The colors you’ll find in soapstone range from almost pure white with slight marbling to dark charcoal gray with nearly solid color. In between, you’ll enjoy a pleasant array of whites, off-whites, pearls and grays with rich marbling.

The Durability of Soapstone

While not as hard as granite, soapstone is more pliable. That means it is less brittle, so it is much less likely to crack unexpectedly from stress or weight. In addition, soapstone is very non-porous, another important strength that sets it apart from granite, marble or sandstone. It doesn’t require the sealing that those materials do, and it is far less likely to stain from wine or oil spills.

Soapstone’s primary care requirement is a periodic oiling that keeps it looking its best and produces a natural patina as the years go by. In other words, the oiling is done for appearance rather than performance reasons.

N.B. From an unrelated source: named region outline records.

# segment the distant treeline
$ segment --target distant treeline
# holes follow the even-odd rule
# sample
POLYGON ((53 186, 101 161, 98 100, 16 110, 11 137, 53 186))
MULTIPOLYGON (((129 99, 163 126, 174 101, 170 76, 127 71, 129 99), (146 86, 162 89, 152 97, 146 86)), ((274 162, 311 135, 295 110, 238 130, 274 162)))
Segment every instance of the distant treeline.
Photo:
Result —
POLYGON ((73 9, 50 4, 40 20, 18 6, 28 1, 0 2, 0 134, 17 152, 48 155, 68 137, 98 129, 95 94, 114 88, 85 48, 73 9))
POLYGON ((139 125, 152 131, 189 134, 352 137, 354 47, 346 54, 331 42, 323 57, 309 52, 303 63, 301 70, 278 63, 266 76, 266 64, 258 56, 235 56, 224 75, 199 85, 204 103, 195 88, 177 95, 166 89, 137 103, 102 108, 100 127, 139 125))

Soapstone is Easy to Clean

Because it’s non-porous, soapstone cleans up with mild soap and a sponge or dish rag. This is a very sanitary countertop and a good choice for those who enjoy cooking with fresh fruits, vegetables and meats or poultry that are sometimes associated with e-coli or salmonella bacterias.

Avoid Scratches and Chips

Because soapstone is fairly soft, you should avoid cutting directly on it with today’s modern stainless steel and ceramic knives. If you’d like, Going Granite can design an aesthetically pleasing integrated hardwood chopping block into your new kitchen. You should also be careful to avoid dropping heavy glass objects or cast iron pans on soapstone. Its softer nature makes it nice to the touch but also represents its one main weakness.

Doctor Granite’s Summary

Soapstone countertops are well worth considering if you want natural stone that is low-maintenance and quite hardy. It’s limited in color from white to charcoal … you won’t find pinks, blues or greens for example … but if that range fits your design scheme, this high-quality countertop material should give you twenty-five or more years of attractive, hardworking performance!